L’acheteur doit-il expliquer la méthode de notation lorsqu’il rejette une offre ?
Cet article fait partie du dossier :
Eviction du candidat
La portée de l’obligation de motiver le rejet d’une offre a été précisée par la Cour de Justice de l’Union européenne (CJUE) dans un récent arrêt. L’acheteur n’avait pas communiqué aux candidats évincés, après une demande écrite, le mode de calcul et la ventilation détaillée des points attribués en fonction des différents sous-critères.

La Cour de Justice de l’Union européenne (CJUE) a précisé, dans un arrêt du 3 mai 2018, les attentes derrière le devoir, incombant aux acheteurs, de motiver le rejet d’un pli. La règle issue du règlement relatif aux règles financières applicables au budget général de l’UE est la suivante : « Le pouvoir adjudicateur communique à tout soumissionnaire… qui en fait la demande par écrit, les caractéristiques et les avantages relatifs de l'offre retenue ainsi que le nom de l'attributaire ». Ce contentieux a conduit à s’interroger sur les limites de cette obligation, c’est-à-dire sur les éléments devant être divulgués. En l’espèce, l’Office de l’Union européenne pour la propriété intellectuelle (EUIPO) avait lancé, en 2011, un appel d’offre portant sur un accord-cadre de services informatiques. Les sociétés European Dynamics n’étaient pas dans le haut du panier. Lesdites entreprises, sollicitant des explications, avaient obtenu un extrait du rapport d’analyse comportant d’une part une évaluation qualitative de leurs propositions au regard des critères et sous-critères utilisés – et d’autre part mentionnant leurs notes et celles des attributaires avant et après pondération. Cependant, l’acheteur n’avait pas transmis le mode de calcul et la ventilation détaillée des points attribués en fonction des différents sous-critères. Les sociétés avaient alors saisi le Tribunal de l’UE, à juste titre, en soulignant notamment un défaut d’obligation de motivation. A contrario, comme l’EUIPO ne voyait pas dans le règlement précité d’obligation de fournir un aperçu aussi détaillé, l’organisme s’est pourvu contre l’arrêt.
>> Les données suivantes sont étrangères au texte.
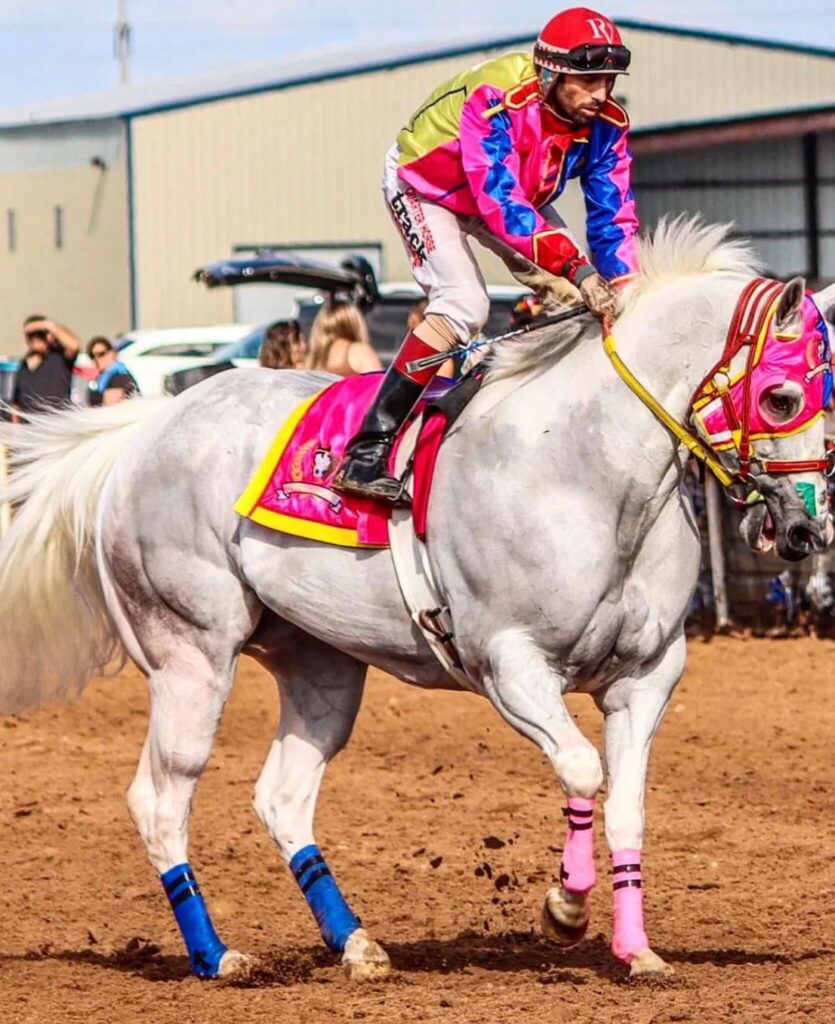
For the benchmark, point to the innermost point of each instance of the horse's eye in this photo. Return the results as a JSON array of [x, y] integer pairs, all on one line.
[[780, 404]]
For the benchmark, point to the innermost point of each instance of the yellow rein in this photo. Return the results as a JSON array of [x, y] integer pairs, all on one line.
[[684, 436]]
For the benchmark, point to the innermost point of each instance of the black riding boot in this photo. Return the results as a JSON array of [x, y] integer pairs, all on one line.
[[364, 469]]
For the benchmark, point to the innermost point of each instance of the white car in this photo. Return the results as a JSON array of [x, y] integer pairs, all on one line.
[[151, 355]]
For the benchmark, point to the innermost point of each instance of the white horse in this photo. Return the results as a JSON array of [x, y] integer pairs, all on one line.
[[558, 536]]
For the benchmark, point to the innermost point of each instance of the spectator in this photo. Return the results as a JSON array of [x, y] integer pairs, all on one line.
[[284, 347], [340, 343], [115, 382], [45, 373]]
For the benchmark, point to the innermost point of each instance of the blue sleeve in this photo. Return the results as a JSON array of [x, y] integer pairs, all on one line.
[[612, 221]]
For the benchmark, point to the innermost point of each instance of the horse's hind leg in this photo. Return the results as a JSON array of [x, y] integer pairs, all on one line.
[[320, 690], [186, 698], [529, 694], [633, 709]]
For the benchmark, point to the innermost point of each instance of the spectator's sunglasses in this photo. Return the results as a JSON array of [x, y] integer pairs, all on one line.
[[591, 57]]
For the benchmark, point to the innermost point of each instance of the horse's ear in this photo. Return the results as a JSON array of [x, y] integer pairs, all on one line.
[[825, 300], [789, 317]]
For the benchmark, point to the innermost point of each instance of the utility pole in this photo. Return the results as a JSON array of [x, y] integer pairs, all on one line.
[[121, 41]]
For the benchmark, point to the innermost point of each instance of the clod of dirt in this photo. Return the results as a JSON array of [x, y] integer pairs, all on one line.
[[494, 843]]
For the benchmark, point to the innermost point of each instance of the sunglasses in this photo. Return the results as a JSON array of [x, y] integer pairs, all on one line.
[[589, 57], [597, 56]]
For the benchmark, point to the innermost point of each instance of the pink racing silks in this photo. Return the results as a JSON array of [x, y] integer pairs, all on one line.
[[577, 870], [629, 938]]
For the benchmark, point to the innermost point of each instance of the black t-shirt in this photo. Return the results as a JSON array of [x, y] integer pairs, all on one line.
[[48, 384], [121, 380]]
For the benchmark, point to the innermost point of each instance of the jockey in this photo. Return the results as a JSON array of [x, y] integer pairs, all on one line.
[[486, 155]]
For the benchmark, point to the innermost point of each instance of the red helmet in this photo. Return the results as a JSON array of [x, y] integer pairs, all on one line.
[[580, 41]]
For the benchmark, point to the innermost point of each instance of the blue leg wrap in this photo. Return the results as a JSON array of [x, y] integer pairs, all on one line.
[[334, 916], [205, 948]]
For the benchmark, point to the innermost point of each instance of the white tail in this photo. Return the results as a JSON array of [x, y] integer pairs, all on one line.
[[53, 620]]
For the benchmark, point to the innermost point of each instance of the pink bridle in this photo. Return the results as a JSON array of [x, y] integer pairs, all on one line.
[[718, 399]]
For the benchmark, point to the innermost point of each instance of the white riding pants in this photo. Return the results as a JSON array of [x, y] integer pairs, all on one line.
[[443, 263]]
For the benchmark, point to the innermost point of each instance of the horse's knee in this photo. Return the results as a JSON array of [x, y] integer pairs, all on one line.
[[277, 812], [624, 825], [578, 768], [141, 803]]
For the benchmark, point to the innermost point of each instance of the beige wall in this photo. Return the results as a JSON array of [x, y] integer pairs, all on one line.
[[298, 165], [85, 285], [303, 164]]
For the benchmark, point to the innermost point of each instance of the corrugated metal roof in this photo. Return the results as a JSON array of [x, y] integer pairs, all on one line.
[[299, 69]]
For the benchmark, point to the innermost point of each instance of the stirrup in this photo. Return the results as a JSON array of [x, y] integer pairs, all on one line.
[[385, 489]]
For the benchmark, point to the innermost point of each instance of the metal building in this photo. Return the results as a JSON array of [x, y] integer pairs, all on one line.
[[108, 204]]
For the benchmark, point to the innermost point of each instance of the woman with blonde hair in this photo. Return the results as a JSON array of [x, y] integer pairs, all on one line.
[[340, 343]]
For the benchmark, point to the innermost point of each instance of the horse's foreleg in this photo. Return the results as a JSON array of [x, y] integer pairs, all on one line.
[[185, 706], [320, 691], [633, 709], [529, 694]]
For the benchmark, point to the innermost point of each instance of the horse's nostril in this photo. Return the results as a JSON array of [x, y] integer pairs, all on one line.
[[803, 540]]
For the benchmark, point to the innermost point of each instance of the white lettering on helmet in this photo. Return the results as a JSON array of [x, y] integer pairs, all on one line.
[[600, 28]]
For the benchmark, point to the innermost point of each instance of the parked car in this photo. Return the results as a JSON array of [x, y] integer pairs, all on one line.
[[150, 355], [386, 305]]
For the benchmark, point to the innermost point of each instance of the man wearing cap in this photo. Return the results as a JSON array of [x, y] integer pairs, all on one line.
[[486, 155], [45, 374]]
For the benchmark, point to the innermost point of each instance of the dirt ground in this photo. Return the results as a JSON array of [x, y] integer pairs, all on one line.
[[739, 864]]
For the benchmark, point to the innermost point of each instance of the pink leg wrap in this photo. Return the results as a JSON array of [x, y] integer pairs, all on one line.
[[629, 938], [577, 871]]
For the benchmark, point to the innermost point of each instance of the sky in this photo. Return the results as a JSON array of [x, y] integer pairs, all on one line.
[[56, 49]]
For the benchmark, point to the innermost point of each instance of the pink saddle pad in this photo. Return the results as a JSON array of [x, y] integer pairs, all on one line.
[[290, 492]]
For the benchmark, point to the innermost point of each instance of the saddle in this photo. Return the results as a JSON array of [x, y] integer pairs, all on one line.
[[290, 491]]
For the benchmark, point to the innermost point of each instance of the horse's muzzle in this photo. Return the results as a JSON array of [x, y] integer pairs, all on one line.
[[800, 539]]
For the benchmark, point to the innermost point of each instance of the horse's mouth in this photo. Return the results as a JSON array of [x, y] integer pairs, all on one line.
[[758, 528]]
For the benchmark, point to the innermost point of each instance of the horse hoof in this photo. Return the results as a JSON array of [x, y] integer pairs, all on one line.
[[650, 965], [365, 960], [565, 916], [235, 965]]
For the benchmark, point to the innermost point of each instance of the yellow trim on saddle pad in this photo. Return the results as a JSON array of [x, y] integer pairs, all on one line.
[[247, 504]]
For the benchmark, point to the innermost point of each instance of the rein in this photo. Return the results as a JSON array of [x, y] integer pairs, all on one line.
[[749, 328]]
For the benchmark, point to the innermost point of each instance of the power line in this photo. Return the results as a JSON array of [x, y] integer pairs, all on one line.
[[121, 41]]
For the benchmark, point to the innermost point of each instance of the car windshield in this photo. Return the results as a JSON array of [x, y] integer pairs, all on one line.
[[185, 349], [247, 347]]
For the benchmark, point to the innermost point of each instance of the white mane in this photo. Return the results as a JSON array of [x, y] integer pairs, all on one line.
[[680, 246]]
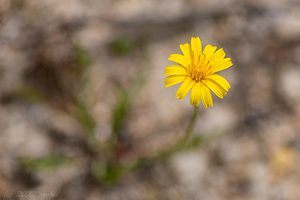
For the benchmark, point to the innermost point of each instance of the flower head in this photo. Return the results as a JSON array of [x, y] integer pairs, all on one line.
[[196, 69]]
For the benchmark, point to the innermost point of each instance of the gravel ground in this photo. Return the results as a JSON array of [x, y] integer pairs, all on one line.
[[76, 73]]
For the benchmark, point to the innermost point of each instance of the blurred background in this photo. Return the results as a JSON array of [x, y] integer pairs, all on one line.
[[84, 113]]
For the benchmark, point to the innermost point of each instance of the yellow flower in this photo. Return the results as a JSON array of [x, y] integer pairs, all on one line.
[[196, 69]]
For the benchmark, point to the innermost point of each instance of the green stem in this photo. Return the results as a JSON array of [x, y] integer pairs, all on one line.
[[191, 126]]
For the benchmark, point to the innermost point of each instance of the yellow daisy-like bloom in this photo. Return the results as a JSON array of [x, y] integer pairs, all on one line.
[[196, 70]]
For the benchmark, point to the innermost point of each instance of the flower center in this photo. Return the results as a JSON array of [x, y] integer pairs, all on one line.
[[196, 75]]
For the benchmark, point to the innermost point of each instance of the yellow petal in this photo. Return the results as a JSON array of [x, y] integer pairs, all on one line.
[[219, 80], [173, 80], [209, 51], [196, 47], [184, 88], [180, 59], [175, 70], [206, 96], [186, 50], [221, 65], [216, 88], [196, 95]]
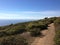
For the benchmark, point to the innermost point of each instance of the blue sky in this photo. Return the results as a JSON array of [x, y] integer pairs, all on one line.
[[29, 9]]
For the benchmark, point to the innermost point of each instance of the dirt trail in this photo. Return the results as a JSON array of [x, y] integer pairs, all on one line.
[[48, 37]]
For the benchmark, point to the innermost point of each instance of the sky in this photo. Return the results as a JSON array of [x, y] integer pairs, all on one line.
[[29, 9]]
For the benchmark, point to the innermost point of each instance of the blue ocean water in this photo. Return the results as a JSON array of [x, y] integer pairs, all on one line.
[[7, 22]]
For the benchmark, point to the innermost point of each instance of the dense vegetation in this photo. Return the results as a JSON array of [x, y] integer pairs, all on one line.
[[57, 26], [9, 34]]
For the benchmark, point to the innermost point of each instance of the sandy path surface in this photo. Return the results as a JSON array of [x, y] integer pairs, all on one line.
[[48, 37]]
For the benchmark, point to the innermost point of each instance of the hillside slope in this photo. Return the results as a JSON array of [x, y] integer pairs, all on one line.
[[48, 38]]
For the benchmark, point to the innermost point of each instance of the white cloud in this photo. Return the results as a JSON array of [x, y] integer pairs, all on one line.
[[29, 15]]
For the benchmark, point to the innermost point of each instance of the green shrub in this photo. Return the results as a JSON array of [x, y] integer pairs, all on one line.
[[35, 32], [57, 27]]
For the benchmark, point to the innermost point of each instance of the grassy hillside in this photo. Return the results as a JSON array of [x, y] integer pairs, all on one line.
[[57, 26], [11, 34]]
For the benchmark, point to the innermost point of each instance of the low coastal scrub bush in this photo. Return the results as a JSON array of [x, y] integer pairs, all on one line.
[[57, 27], [13, 40]]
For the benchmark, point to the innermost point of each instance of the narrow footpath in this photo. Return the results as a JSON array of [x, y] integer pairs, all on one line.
[[48, 38]]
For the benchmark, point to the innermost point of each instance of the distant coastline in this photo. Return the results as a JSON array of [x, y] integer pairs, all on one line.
[[7, 22]]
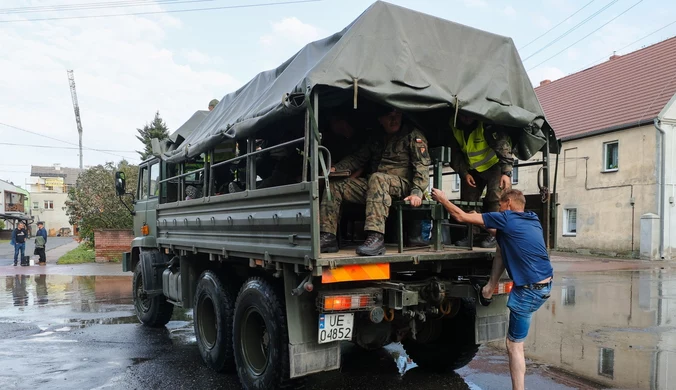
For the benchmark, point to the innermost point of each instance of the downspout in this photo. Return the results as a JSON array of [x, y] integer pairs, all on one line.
[[663, 153]]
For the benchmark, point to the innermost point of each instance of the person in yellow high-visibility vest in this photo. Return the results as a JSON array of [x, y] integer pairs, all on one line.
[[482, 156]]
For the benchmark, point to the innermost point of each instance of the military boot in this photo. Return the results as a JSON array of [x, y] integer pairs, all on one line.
[[373, 246], [328, 243]]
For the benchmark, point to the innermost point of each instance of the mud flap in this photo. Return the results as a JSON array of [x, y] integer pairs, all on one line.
[[306, 356], [491, 321]]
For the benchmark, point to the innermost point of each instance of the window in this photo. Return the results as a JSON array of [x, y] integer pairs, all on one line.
[[154, 180], [610, 156], [607, 362], [143, 184], [570, 222], [455, 187], [570, 162]]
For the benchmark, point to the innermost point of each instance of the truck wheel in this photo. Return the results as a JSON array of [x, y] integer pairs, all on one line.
[[261, 337], [155, 311], [212, 314], [454, 348]]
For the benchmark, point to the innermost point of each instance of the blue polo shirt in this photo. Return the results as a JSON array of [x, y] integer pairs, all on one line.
[[522, 243]]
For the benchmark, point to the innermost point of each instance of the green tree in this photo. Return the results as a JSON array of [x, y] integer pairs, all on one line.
[[93, 204], [155, 129]]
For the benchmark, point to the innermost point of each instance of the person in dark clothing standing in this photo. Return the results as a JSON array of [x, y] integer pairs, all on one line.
[[19, 236], [41, 243]]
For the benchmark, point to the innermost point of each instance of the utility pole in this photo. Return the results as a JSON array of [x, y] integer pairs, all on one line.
[[76, 108]]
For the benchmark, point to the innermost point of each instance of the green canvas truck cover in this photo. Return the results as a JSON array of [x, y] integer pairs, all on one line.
[[403, 58]]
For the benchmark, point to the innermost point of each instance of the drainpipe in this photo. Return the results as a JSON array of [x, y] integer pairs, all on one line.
[[663, 164]]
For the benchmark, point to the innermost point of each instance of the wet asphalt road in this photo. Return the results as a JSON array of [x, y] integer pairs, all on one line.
[[7, 251], [611, 326]]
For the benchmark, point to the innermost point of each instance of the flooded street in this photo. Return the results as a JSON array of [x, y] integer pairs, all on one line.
[[607, 325]]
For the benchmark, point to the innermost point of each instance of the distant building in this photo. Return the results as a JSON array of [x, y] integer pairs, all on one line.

L’Office se prévaut de la jurisprudence Evropaïki Dynamiki / Commission où la CJUE avait déclaré qu' « il ne saurait être exigé de la Commission qu’elle transmette à un soumissionnaire dont l’offre n’a pas été retenue, outre les motifs du rejet de cette dernière, un résumé minutieux de la manière dont chaque détail de son offre a été pris en compte au titre de l’évaluation de celle-ci » (CJUE, 29 novembre 2011, affaire C‑235/11 P). L’avocat général Paolo Mengozzi avait reconnu également, dans ses conclusions, que le pouvoir adjudicateur n’était pas contraint de fournir la totalité du rapport. D’autant que le texte européen fixe cette ligne rouge : « la communication de certains éléments peut être omise dans les cas où elle ferait obstacle à l'application des lois, serait contraire à l'intérêt public, porterait préjudice aux intérêts commerciaux légitimes d'entreprises publiques ou privées ou pourrait nuire à une concurrence loyale entre celles-ci ». De son côté, le Tribunal a opté pour le raisonnement suivant : l’acheteur est libre d’établir la méthode de notation mais il serait tenu d’apporter, lors de contentieux, les éléments nécessaires au juge de l’UE afin qu’il puisse vérifier la légalité de l’appréciation. Dans la présente affaire, la non transmission des éléments demandés par les candidats (qui plus est ne rentrant pas dans l’une des hypothèses énoncées ci-dessus), ne permettait pas ni de comprendre le calcul et la ventilation, ni de constater si les appréciations étaient justifiées, a considéré la juge.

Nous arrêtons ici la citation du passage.